I just tried to get around this by saving the ginza model locally to disk, and using the below command to reference the local model.
prodigy train ner my_data ./models/ja_ginza --output ./models/new_ginza
I also updated prodigy to the current version:
$ prodigy stats
Version 1.10.4
Platform Linux-4.4.0-87-generic-x86_64-with-glibc2.17
Python Version 3.8.1
I now get this error instead:
KeyError: "[E002] Can't find factory for 'CompoundSplitter'. This usually happens when spaCy calls `nlp.create_pipe` with a component name that's not built in - for example, when constructing the pipeline from a model's meta.json. If you're using a custom component, you can write to `Language.factories['CompoundSplitter']` or remove it from the model meta and add it via `nlp.add_pipe` instead."
Not quite sure what i need to do here. Specifically, what are write to Language.factories['CompoundSplitter'] and ``add via nlp.add_pipe referring to?
Digging in a bit more, I find that the Can't find factory for 'CompoundSplitter' error only seems to occur when running this command on Linux.
On MacOS, training runs smoothly and a new model is created.
prodigy train ner test_ner ./models/ja_ginza/ --output ./models/new_ginza
Here are stats on each environment.
MacOS
Version 1.10.4
Location /Users/me/.pyenv/versions/3.6.1/lib/python3.6/site-packages/prodigy
Prodigy Home /Users/me/.prodigy
Platform Darwin-19.6.0-x86_64-i386-64bit
Python Version 3.6.1
Database Name SQLite
Database Id sqlite
Total Datasets 9
Total Sessions 60
Linux
Version 1.10.4
Location /home/me/.pyenv/versions/Prodigy2/lib/python3.8/site-packages/prodigy
Prodigy Home /home/me/.prodigy
Platform Linux-4.4.0-87-generic-x86_64-with-glibc2.17
Python Version 3.8.1
Database Name SQLite
Database Id sqlite
Total Datasets 5
Total Sessions 16
I would rather not change the python version on Linux, but what could be going on here?
Thank you, as always.
Glad you got it working! I think ultimately, this comes down to how that package was implemented – it's not an "official" spaCy model we distribute, which is why the spacy download command won't work. So I also don't know the details of how it's packaged etc.
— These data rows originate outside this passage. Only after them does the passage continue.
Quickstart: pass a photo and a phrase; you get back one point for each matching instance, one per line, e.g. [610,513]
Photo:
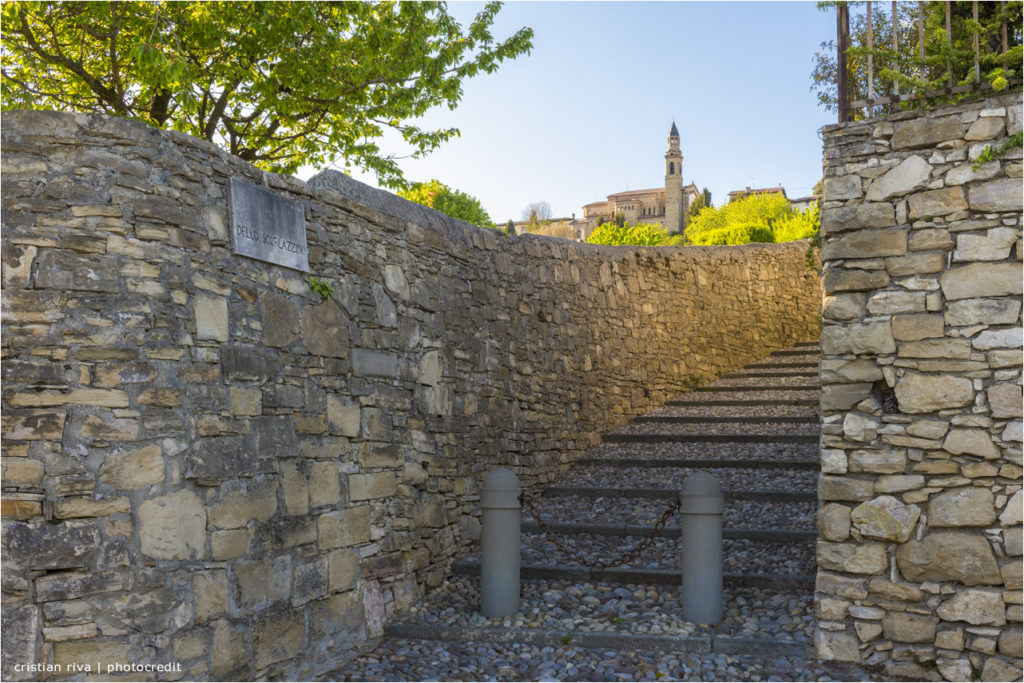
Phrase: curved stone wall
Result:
[208,467]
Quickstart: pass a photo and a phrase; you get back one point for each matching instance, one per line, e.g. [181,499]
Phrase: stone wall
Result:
[920,525]
[206,465]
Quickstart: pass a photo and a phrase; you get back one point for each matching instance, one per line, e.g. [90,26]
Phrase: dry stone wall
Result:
[920,524]
[208,468]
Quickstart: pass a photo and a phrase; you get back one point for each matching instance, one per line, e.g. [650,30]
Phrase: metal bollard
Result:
[701,503]
[500,544]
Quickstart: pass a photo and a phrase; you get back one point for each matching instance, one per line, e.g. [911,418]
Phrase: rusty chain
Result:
[623,559]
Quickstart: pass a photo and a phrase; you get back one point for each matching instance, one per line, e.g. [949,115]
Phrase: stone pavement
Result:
[757,431]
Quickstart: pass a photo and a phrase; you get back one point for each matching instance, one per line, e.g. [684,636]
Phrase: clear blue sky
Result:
[588,112]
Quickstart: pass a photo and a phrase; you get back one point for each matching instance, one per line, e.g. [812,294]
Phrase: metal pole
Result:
[842,38]
[700,505]
[500,544]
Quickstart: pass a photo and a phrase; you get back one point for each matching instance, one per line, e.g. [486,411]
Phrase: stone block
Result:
[977,606]
[993,196]
[173,526]
[927,393]
[909,628]
[913,327]
[211,318]
[133,469]
[943,556]
[865,244]
[866,558]
[909,174]
[886,518]
[982,280]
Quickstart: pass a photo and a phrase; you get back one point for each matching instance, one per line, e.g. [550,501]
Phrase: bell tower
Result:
[675,217]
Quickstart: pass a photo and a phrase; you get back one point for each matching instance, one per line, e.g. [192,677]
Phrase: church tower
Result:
[675,216]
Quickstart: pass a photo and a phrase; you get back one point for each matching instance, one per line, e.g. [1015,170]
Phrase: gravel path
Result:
[604,476]
[797,516]
[753,452]
[432,660]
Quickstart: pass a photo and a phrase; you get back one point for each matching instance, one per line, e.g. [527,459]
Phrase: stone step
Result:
[471,567]
[600,640]
[669,494]
[669,531]
[813,465]
[731,419]
[666,437]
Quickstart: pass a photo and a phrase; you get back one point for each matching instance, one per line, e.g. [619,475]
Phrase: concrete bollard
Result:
[701,504]
[500,544]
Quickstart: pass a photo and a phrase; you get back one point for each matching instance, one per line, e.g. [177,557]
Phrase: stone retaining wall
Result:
[206,465]
[920,526]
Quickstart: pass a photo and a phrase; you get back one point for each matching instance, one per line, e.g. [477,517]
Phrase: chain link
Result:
[623,559]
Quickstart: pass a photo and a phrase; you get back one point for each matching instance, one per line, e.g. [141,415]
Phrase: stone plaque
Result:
[268,226]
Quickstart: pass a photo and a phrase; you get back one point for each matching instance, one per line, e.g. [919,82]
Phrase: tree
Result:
[281,84]
[645,235]
[946,62]
[436,195]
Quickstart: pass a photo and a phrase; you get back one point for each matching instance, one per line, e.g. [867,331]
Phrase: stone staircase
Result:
[757,431]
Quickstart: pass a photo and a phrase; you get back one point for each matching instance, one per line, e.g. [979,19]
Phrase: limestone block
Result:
[974,441]
[989,339]
[211,318]
[343,416]
[994,245]
[860,427]
[913,327]
[983,311]
[278,637]
[837,645]
[865,244]
[956,556]
[844,280]
[975,606]
[1013,513]
[373,485]
[915,264]
[886,518]
[842,187]
[937,203]
[859,217]
[844,306]
[967,506]
[931,239]
[245,500]
[324,330]
[173,526]
[909,174]
[1001,195]
[867,558]
[926,393]
[982,280]
[873,338]
[926,132]
[834,521]
[909,628]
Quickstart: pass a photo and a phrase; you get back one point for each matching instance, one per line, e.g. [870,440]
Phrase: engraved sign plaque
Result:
[268,226]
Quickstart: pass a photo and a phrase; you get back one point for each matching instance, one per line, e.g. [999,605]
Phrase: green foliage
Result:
[644,235]
[989,154]
[764,217]
[436,195]
[946,62]
[324,288]
[280,84]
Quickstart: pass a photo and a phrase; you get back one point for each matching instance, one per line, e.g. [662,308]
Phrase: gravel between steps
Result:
[738,514]
[605,476]
[698,451]
[433,660]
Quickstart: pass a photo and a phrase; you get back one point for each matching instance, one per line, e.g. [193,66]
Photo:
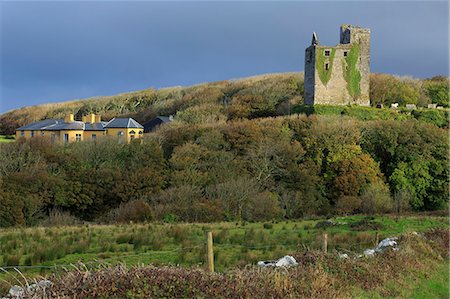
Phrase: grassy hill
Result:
[259,96]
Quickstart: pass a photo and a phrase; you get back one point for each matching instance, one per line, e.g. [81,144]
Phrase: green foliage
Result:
[250,170]
[388,89]
[438,91]
[321,60]
[9,138]
[351,72]
[438,117]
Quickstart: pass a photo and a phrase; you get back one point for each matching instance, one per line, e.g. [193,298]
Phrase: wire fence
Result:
[121,258]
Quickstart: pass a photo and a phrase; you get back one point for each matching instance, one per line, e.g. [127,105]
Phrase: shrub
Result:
[58,217]
[376,199]
[348,204]
[135,210]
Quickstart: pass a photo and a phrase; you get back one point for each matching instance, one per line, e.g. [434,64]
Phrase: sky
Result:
[58,51]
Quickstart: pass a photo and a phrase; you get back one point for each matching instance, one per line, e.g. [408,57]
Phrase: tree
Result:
[375,198]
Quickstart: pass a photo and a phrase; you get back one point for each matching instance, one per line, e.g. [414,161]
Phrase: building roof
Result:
[123,123]
[165,119]
[95,126]
[76,125]
[40,125]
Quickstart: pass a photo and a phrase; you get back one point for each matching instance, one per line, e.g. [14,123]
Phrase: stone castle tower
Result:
[339,75]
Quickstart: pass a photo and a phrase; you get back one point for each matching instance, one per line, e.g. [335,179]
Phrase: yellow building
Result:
[90,128]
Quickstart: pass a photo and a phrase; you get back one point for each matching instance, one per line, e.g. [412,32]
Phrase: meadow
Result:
[167,260]
[6,138]
[235,244]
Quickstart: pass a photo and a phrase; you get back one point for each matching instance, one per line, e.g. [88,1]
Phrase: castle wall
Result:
[310,68]
[333,89]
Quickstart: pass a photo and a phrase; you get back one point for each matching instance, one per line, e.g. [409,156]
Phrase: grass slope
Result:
[8,138]
[258,96]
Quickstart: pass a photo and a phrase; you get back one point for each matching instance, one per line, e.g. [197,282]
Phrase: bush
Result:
[58,217]
[135,210]
[376,199]
[348,204]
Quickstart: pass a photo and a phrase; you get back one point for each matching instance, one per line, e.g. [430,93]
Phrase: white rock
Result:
[369,252]
[285,261]
[16,291]
[385,244]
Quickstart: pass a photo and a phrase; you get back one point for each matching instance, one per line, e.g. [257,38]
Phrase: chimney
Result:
[69,118]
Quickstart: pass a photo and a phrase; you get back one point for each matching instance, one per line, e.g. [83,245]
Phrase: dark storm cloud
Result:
[59,51]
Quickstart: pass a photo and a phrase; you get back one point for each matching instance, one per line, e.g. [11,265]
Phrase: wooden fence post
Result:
[210,251]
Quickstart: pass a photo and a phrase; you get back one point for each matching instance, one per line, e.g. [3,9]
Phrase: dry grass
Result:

The Linux/MacOS difference likely happens because you're running different Python environments here – maybe one of them has the Ginza package or additional dependencies installed that are needed to find the component, and maybe the other one doesn't?
This refers to the implementation details of the custom component CompoundSplitter, which I assume is provided by the Ginza library? If a third-party library exposes a custom component, it needs to make it available to spaCy, otherwise spaCy won't know how to set it up. One way to do this is via entry points, or by code that runs as part of the model package.